As far as writing goes, it's quick and engaging and does a good job of creative multiple, convincing perspectives. John is a little hard to relate to just because of the extremity of his hatred towards his father. That said, his yearning for the comfort of faith and his inability to experience it is compelling. Speaking as an agnostic, I've had the experience myself: that bewilderment that results from understanding that there's a group of people that seems to get this great comfort out of something that continues to elude you, and that seems not only far-fetched, but, in fact, impossible.

Monday, November 15, 2010

Psychologically disturbed

Current book: The World According to Garp
Pages read: 285 - 437 (end)

Sorry to keep you waiting, loyal readers.

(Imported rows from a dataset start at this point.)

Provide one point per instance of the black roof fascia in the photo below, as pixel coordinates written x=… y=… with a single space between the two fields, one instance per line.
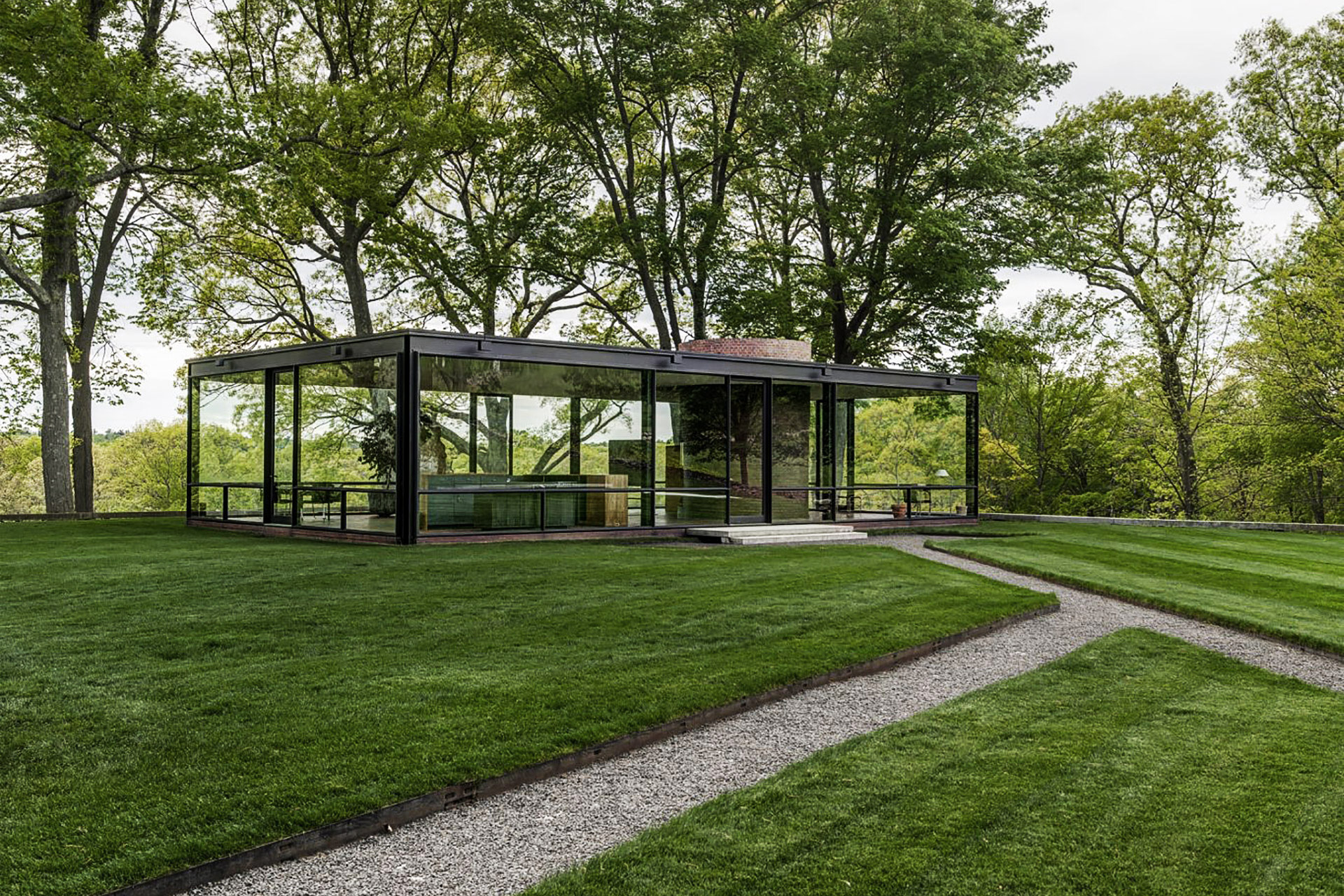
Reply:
x=552 y=352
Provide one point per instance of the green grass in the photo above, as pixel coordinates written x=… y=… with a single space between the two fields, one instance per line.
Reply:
x=1136 y=764
x=977 y=531
x=1280 y=583
x=172 y=695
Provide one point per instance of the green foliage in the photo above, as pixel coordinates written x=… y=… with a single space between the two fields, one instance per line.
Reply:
x=144 y=469
x=895 y=174
x=175 y=695
x=1289 y=111
x=1154 y=232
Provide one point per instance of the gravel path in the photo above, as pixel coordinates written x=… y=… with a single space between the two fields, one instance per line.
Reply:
x=507 y=843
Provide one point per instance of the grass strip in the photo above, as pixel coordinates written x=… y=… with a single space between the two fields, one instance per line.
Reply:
x=1135 y=764
x=172 y=695
x=1285 y=584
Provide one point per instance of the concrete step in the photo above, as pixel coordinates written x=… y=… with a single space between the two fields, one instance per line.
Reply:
x=777 y=533
x=711 y=531
x=799 y=539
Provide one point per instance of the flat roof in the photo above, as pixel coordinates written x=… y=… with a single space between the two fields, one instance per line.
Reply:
x=505 y=348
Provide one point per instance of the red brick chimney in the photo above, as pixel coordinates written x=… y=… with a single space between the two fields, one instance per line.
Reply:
x=785 y=349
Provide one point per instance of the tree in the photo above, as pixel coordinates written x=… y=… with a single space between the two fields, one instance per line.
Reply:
x=1289 y=111
x=350 y=104
x=144 y=469
x=1043 y=397
x=1154 y=232
x=890 y=127
x=93 y=112
x=492 y=241
x=1296 y=359
x=651 y=101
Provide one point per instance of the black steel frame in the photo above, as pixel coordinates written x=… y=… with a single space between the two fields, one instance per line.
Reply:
x=407 y=347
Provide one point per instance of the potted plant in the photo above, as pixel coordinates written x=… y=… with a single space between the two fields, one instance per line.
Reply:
x=378 y=451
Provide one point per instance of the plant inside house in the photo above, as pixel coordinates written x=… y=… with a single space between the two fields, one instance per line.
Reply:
x=378 y=451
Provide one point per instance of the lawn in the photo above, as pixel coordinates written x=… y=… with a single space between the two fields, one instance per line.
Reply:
x=1281 y=583
x=172 y=695
x=1136 y=764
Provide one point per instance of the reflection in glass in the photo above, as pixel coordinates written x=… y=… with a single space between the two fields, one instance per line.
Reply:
x=796 y=451
x=746 y=450
x=283 y=426
x=901 y=437
x=508 y=445
x=347 y=444
x=229 y=442
x=691 y=448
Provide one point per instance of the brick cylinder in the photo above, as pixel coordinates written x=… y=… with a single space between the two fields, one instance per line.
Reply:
x=784 y=349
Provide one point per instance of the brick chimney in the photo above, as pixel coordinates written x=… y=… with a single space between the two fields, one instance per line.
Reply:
x=784 y=349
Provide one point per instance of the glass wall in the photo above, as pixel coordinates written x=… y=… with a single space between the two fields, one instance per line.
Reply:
x=796 y=450
x=347 y=445
x=691 y=449
x=227 y=464
x=521 y=447
x=899 y=449
x=511 y=445
x=312 y=447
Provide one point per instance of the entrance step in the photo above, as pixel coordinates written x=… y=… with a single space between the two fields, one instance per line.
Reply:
x=777 y=533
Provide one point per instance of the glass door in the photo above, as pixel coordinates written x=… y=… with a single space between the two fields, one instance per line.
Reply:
x=281 y=398
x=748 y=489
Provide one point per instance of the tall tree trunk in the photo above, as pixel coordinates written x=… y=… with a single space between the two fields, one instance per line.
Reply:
x=356 y=288
x=81 y=405
x=1187 y=465
x=58 y=253
x=57 y=484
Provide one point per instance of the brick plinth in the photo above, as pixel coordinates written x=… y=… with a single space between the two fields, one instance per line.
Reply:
x=784 y=349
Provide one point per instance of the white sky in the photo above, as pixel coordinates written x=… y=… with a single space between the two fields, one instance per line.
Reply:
x=1135 y=46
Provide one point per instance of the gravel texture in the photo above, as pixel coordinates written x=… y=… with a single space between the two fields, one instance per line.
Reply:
x=507 y=843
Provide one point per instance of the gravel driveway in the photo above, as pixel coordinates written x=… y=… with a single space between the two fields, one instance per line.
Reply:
x=507 y=843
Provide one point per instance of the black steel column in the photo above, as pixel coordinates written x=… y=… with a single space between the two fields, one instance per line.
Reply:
x=192 y=422
x=296 y=503
x=974 y=453
x=827 y=470
x=268 y=476
x=648 y=475
x=575 y=434
x=407 y=444
x=470 y=431
x=768 y=450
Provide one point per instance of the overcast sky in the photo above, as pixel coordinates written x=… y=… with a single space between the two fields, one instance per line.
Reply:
x=1133 y=46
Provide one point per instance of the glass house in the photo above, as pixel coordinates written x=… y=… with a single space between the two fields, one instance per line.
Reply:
x=430 y=437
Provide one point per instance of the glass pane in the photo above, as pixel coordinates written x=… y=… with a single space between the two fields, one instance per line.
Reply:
x=797 y=505
x=489 y=425
x=230 y=428
x=794 y=442
x=746 y=449
x=244 y=505
x=284 y=447
x=347 y=438
x=902 y=437
x=691 y=449
x=207 y=503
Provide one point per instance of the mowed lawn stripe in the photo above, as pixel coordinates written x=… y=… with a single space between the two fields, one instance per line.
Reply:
x=1191 y=571
x=1252 y=552
x=172 y=695
x=1136 y=764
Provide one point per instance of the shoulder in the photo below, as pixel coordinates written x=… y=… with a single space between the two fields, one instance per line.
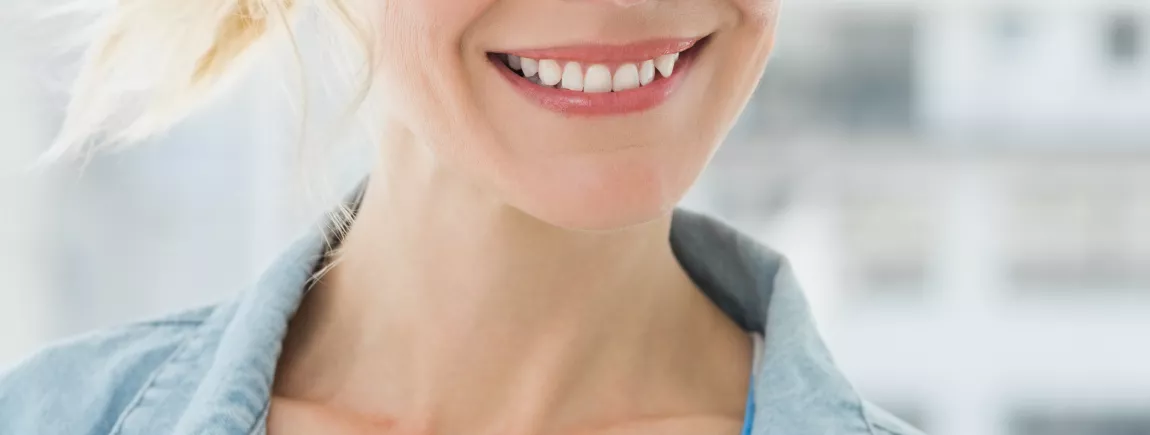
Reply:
x=81 y=386
x=883 y=422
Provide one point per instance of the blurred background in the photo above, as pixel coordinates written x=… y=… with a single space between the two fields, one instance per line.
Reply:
x=963 y=187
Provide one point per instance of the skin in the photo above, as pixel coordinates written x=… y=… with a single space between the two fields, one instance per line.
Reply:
x=510 y=271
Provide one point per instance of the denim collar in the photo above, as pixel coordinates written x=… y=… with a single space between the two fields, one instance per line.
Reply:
x=221 y=381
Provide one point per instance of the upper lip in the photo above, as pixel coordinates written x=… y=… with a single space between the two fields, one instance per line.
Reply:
x=608 y=53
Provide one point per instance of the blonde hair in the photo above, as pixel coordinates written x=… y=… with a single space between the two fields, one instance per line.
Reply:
x=152 y=62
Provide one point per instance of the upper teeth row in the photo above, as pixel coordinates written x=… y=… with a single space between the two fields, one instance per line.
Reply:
x=596 y=77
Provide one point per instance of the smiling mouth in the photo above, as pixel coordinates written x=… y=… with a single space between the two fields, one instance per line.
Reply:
x=599 y=79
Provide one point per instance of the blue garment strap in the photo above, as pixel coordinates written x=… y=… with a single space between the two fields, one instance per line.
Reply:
x=749 y=420
x=757 y=361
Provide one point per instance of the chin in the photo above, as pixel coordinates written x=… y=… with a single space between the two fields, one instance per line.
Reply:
x=600 y=195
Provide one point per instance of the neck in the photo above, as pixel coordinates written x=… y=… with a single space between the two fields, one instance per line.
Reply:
x=449 y=308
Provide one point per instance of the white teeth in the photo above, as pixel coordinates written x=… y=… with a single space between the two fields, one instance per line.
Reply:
x=646 y=73
x=573 y=77
x=530 y=66
x=598 y=79
x=550 y=73
x=627 y=77
x=666 y=63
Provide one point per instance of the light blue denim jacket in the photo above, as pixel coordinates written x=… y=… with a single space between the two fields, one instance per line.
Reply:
x=209 y=371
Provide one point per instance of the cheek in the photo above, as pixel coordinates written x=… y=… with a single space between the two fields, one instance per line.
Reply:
x=420 y=59
x=758 y=13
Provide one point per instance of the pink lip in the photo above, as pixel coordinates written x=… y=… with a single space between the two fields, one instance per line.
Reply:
x=637 y=52
x=581 y=104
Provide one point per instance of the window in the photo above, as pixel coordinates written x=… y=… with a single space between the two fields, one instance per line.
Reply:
x=887 y=230
x=1079 y=231
x=1125 y=38
x=852 y=71
x=1062 y=422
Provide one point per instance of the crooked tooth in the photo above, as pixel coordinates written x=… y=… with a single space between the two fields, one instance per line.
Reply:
x=550 y=73
x=598 y=79
x=530 y=66
x=627 y=77
x=646 y=73
x=666 y=63
x=573 y=76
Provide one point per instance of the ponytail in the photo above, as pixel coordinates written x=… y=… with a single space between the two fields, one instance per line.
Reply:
x=156 y=60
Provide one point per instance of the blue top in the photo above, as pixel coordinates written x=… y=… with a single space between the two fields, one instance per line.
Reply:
x=209 y=371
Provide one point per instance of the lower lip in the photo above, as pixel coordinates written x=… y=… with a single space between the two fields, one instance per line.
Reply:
x=606 y=104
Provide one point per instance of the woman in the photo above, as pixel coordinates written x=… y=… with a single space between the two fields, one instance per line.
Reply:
x=514 y=264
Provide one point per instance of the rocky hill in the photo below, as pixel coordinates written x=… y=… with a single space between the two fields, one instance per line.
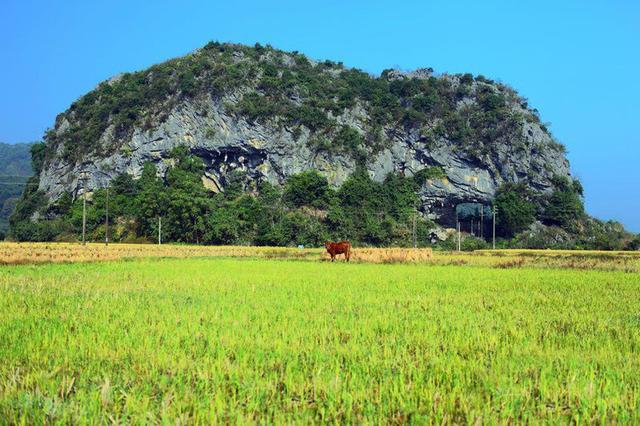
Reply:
x=273 y=114
x=15 y=169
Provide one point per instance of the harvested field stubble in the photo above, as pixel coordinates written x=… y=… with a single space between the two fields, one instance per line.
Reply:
x=21 y=253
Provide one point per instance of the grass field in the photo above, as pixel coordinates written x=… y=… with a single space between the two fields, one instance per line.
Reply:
x=30 y=253
x=238 y=340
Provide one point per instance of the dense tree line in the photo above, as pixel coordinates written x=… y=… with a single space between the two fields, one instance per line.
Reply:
x=307 y=210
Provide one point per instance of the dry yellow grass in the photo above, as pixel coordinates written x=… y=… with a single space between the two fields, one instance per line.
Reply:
x=21 y=253
x=392 y=255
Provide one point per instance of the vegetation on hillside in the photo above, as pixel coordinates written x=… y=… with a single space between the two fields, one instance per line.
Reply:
x=15 y=169
x=306 y=211
x=287 y=89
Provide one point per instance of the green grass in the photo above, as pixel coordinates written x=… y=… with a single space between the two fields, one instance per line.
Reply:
x=241 y=340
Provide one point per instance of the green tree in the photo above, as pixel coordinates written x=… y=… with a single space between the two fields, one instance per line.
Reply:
x=516 y=211
x=564 y=206
x=308 y=188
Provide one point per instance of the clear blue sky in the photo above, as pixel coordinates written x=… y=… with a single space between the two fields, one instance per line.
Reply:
x=577 y=61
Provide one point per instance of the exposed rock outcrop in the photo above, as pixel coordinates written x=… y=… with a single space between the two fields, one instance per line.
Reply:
x=219 y=127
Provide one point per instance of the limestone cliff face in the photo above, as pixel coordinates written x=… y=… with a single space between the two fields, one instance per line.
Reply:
x=219 y=127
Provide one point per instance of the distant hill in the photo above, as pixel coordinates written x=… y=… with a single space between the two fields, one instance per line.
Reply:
x=15 y=170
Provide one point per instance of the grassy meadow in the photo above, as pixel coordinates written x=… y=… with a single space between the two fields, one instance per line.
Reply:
x=223 y=339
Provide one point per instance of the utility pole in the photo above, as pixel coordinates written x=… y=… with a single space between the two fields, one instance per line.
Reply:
x=106 y=222
x=83 y=175
x=415 y=242
x=495 y=213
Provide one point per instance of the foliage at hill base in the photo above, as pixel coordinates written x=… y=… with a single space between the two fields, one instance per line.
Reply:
x=306 y=211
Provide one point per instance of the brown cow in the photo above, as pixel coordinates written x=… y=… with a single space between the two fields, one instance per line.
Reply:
x=341 y=247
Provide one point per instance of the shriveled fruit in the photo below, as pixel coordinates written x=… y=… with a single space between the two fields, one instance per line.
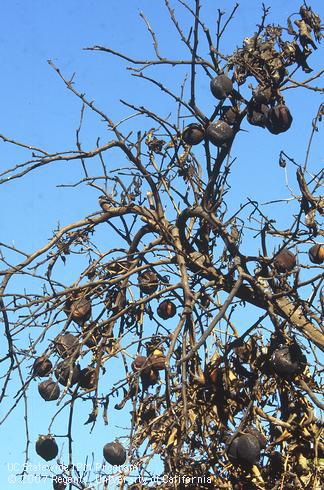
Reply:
x=166 y=309
x=114 y=453
x=87 y=378
x=193 y=134
x=67 y=373
x=42 y=366
x=285 y=261
x=49 y=390
x=67 y=345
x=221 y=86
x=316 y=254
x=286 y=361
x=148 y=282
x=219 y=133
x=279 y=119
x=46 y=447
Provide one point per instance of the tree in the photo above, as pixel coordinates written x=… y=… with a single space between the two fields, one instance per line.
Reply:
x=163 y=304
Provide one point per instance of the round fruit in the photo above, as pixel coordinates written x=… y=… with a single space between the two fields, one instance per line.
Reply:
x=67 y=345
x=140 y=363
x=316 y=254
x=279 y=119
x=114 y=453
x=193 y=134
x=256 y=433
x=148 y=282
x=229 y=115
x=59 y=482
x=166 y=309
x=80 y=310
x=221 y=87
x=42 y=366
x=285 y=361
x=248 y=449
x=87 y=378
x=67 y=373
x=157 y=362
x=262 y=95
x=46 y=447
x=49 y=390
x=258 y=117
x=285 y=261
x=219 y=133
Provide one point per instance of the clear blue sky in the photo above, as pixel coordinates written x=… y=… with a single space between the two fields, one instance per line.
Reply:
x=36 y=108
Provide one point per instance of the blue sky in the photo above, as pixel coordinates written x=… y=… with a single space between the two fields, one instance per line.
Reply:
x=36 y=108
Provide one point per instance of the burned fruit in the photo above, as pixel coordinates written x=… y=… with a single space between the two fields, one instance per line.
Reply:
x=219 y=133
x=67 y=345
x=114 y=453
x=67 y=373
x=166 y=309
x=285 y=361
x=87 y=378
x=221 y=87
x=148 y=282
x=279 y=119
x=285 y=261
x=193 y=134
x=316 y=254
x=49 y=390
x=46 y=447
x=42 y=366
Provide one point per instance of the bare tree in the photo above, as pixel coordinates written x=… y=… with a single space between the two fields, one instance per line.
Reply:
x=220 y=407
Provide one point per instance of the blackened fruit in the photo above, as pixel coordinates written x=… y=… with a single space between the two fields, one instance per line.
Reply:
x=149 y=378
x=279 y=119
x=49 y=390
x=42 y=366
x=67 y=373
x=258 y=116
x=67 y=345
x=193 y=134
x=166 y=309
x=232 y=449
x=87 y=378
x=285 y=361
x=262 y=95
x=80 y=310
x=59 y=482
x=148 y=282
x=46 y=447
x=316 y=254
x=157 y=362
x=114 y=453
x=221 y=87
x=141 y=363
x=256 y=433
x=229 y=115
x=219 y=133
x=285 y=261
x=248 y=450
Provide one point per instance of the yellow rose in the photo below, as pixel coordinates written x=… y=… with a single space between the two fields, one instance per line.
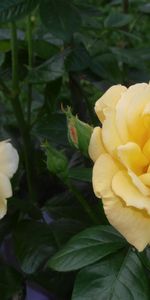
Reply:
x=8 y=165
x=121 y=154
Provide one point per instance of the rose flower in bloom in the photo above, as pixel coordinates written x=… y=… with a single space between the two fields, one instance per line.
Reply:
x=121 y=154
x=8 y=165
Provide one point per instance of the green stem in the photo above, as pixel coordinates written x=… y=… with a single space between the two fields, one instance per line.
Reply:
x=30 y=64
x=84 y=203
x=18 y=109
x=125 y=6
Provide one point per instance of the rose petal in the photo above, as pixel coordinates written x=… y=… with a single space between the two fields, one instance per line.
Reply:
x=134 y=115
x=103 y=172
x=3 y=208
x=145 y=178
x=109 y=100
x=123 y=187
x=5 y=187
x=122 y=109
x=139 y=183
x=110 y=136
x=133 y=224
x=132 y=157
x=96 y=147
x=9 y=159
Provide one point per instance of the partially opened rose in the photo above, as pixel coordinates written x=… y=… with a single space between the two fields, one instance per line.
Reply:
x=8 y=165
x=121 y=153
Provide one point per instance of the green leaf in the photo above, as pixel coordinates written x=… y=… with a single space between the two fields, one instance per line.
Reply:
x=65 y=205
x=52 y=91
x=120 y=276
x=60 y=17
x=87 y=247
x=106 y=66
x=81 y=173
x=56 y=161
x=52 y=128
x=78 y=60
x=64 y=229
x=50 y=70
x=10 y=282
x=117 y=20
x=145 y=8
x=12 y=10
x=33 y=243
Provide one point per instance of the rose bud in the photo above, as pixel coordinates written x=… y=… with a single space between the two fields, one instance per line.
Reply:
x=79 y=133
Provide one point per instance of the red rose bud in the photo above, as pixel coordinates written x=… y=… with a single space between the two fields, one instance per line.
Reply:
x=57 y=162
x=79 y=133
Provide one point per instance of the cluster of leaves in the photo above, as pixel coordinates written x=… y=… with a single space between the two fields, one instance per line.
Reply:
x=55 y=236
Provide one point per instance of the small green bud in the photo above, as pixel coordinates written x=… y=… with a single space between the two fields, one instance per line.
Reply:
x=57 y=162
x=79 y=133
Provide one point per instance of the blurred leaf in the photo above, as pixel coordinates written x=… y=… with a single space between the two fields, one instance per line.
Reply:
x=12 y=10
x=64 y=205
x=52 y=128
x=87 y=247
x=131 y=56
x=48 y=71
x=56 y=161
x=64 y=229
x=52 y=91
x=44 y=49
x=2 y=57
x=78 y=60
x=145 y=8
x=10 y=282
x=106 y=66
x=117 y=20
x=81 y=174
x=33 y=243
x=60 y=17
x=119 y=276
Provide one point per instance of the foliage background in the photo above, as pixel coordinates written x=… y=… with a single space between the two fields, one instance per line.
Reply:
x=55 y=53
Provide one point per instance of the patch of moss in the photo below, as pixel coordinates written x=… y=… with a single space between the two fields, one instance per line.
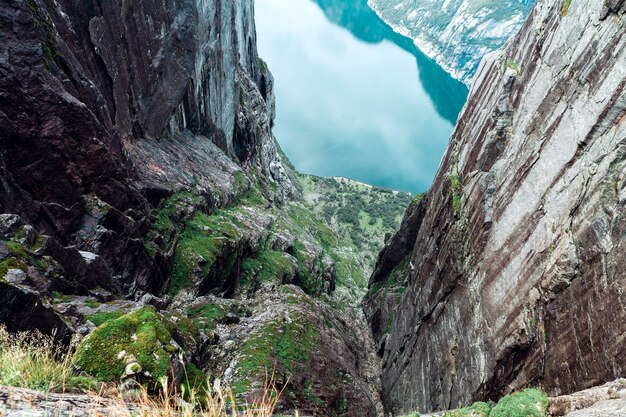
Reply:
x=11 y=263
x=456 y=186
x=479 y=409
x=203 y=237
x=286 y=345
x=208 y=315
x=566 y=6
x=102 y=317
x=140 y=333
x=268 y=266
x=530 y=402
x=195 y=384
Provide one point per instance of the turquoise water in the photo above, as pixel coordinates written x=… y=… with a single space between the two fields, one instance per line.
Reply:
x=354 y=99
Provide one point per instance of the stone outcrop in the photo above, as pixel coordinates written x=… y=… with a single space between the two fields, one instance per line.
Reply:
x=107 y=107
x=517 y=265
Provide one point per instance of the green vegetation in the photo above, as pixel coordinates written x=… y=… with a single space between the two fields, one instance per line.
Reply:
x=510 y=63
x=202 y=239
x=479 y=409
x=36 y=361
x=530 y=402
x=102 y=317
x=208 y=315
x=360 y=216
x=50 y=47
x=269 y=265
x=262 y=65
x=566 y=6
x=141 y=334
x=456 y=187
x=284 y=345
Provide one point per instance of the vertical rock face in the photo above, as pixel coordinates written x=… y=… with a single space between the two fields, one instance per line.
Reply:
x=107 y=106
x=455 y=33
x=516 y=272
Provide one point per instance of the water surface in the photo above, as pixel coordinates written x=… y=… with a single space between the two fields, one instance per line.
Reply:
x=354 y=98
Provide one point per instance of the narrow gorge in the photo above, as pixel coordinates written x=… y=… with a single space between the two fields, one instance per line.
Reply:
x=152 y=226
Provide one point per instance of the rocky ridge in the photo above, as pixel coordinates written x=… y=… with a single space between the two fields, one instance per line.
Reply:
x=515 y=255
x=457 y=34
x=150 y=196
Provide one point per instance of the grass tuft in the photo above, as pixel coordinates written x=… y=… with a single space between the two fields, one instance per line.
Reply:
x=33 y=360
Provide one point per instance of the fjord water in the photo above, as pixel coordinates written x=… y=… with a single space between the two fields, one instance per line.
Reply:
x=354 y=98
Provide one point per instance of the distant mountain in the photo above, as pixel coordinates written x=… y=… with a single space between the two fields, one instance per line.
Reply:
x=455 y=33
x=446 y=93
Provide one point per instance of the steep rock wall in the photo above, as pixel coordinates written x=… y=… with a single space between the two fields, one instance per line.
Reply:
x=108 y=106
x=516 y=273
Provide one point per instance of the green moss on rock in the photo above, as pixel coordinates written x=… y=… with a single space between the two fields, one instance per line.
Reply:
x=208 y=315
x=530 y=402
x=479 y=409
x=284 y=345
x=104 y=316
x=268 y=266
x=140 y=333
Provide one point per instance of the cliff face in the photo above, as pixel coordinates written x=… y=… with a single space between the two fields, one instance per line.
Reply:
x=515 y=261
x=455 y=33
x=107 y=107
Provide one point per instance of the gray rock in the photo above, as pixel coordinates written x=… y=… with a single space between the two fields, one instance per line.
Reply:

It was a complex week that involved no working out, the aforementioned cold, and a very sick cat. All is now well (including the cat), working out has resumed, and, as you can see, I've finished this terrible, terrible book.

I don't even know how to conclude the plot. The rest of the book covers everyone's life until he or she dies, but to no great effect. The Garps have another child and Garp writes an incredibly sexually violent book which is very popular. Garp's mother is shot and killed by a violent anti-feminist. Eventually Garp is killed, as well, because of an article he wrote decrying an extremist feminist group. Their kids grow up, and the epilogue follows everyone through his or her eventual death.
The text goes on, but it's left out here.